Il sogno di Malainin è redigere la storia del suo popolo attraverso l'ascolto delle persone più anziane di lui. Un sogno che sta iniziando a realizzarsi grazie a un progetto finanziato dal Ministero degli affari esteri, dalla Regione Emilia-Romagna e dal Comune di Forlì, con il supporto scientifico dell'Università di Bologna (i docenti Giuliana Laschi e Marco Balboni) e del Comitato internazionale per lo sviluppo dei popoli. Perché tutti abbiamo il dovere di trasmettere la memoria e di fare ascoltare molte voci, come quella del vecchio poeta.

Faccio per alzarmi ma, prima che la luce del deserto riesca a colpirmi di nuovo, il cantore mi ferma.

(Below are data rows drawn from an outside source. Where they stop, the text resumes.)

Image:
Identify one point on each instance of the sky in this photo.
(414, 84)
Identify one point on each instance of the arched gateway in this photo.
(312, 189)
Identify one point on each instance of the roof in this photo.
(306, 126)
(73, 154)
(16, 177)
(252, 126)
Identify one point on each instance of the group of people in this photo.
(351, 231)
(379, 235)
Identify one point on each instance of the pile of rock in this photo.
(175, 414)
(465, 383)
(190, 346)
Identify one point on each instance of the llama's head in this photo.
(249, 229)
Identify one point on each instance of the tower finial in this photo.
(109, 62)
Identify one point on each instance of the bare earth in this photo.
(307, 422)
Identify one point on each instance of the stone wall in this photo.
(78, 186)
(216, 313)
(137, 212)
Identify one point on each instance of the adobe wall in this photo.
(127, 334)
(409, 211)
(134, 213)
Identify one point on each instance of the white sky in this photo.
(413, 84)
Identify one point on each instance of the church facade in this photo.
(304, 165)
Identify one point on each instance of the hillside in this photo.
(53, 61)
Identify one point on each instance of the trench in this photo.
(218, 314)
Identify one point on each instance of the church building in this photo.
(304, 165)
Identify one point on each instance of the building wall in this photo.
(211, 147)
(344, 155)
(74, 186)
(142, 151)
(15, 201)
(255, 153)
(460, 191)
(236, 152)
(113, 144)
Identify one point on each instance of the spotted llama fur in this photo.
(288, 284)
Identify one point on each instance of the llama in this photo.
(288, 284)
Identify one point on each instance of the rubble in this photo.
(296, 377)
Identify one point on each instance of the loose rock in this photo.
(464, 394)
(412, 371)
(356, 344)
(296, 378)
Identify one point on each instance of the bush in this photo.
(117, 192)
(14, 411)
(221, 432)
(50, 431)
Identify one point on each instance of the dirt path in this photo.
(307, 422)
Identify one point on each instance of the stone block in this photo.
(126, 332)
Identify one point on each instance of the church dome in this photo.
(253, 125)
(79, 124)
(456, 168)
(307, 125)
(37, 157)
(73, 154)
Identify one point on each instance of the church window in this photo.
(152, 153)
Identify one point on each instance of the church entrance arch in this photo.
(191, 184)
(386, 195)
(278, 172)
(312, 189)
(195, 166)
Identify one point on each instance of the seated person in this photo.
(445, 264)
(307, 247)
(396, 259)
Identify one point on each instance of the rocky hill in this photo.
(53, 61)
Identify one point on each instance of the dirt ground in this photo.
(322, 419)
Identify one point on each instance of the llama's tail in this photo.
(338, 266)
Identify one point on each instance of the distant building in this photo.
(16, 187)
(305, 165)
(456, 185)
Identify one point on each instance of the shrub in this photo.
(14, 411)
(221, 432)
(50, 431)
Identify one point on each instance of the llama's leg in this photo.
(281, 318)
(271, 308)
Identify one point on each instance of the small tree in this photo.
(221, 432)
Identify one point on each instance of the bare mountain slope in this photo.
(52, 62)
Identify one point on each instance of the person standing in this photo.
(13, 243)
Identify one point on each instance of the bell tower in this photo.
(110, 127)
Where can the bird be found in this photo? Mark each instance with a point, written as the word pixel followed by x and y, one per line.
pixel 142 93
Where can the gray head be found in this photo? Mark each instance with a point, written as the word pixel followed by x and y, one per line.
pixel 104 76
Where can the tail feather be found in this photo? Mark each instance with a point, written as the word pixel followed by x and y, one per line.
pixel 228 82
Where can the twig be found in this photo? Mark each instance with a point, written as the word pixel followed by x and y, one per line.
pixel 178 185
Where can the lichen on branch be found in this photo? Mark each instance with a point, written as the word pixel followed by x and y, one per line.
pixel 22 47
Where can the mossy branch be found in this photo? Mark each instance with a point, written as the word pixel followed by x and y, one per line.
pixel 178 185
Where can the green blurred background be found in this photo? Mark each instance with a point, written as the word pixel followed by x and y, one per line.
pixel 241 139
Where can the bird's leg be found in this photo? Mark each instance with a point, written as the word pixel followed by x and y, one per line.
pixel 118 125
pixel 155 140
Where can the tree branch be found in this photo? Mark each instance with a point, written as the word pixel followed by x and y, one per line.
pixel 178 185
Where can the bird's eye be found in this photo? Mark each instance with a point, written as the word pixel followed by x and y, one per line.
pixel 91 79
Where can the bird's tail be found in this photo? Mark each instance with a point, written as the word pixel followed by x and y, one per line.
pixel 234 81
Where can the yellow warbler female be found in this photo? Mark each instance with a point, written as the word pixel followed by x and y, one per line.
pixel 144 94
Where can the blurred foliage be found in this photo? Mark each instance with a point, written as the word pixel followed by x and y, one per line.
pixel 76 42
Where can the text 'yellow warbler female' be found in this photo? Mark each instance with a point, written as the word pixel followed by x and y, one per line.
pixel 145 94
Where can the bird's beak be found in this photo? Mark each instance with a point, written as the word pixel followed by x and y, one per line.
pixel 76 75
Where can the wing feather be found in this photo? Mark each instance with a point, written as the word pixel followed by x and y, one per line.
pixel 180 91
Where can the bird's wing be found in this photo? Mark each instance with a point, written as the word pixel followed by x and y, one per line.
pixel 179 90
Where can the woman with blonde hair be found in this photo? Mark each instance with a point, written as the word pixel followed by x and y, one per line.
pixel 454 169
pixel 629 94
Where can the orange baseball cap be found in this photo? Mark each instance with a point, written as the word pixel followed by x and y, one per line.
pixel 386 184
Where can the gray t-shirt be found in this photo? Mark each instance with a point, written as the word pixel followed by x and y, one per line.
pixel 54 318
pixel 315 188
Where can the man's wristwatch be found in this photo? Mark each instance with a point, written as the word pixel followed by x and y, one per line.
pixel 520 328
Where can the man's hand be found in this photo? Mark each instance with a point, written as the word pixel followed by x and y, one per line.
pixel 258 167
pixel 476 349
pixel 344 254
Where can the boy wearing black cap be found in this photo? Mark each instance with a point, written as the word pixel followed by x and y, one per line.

Vuole regalarmi una poesia: "Fanciulla, non è bene lasciare le cose così / lente, fiacche. / Quelli che ci sono, sono stanchi, e gli altri non ci sono più. / Ascoltami, ti prego, / da molti anni vorrei cingere la mia veste,2 / il tempo logora persino chi è coraggioso. / Ma solo il coraggio risolve i problemi. / Il mio non è altro che un monito / per il fine che tutti conoscono". Poi mi saluta, portando la mano sul cuore, in segno di amicizia.3


Note

(1) Il termine francese si riferisce ai poeti e cantori tradizionali dell'Africa Occidentale. Attualmente i più noti e studiati sono quelli dell'Africa subsahariana (Senegal, Mali, Gambia, Guinea e Burkina Faso).

(2) L'espressione "cingere la veste" allude al gesto di prepararsi a partire.

(3) L'autrice ringrazia Mohamed Fadel Abid Hamadi per la preziosa traduzione, e Fabio Campioli, presidente dell'Associazione di solidarietà con il Popolo Saharawi "Kabara Lagdaf", per l'esempio di impegno costante e sincero in difesa dei valori della libertà e della pace (www.kabaralagdaf.org).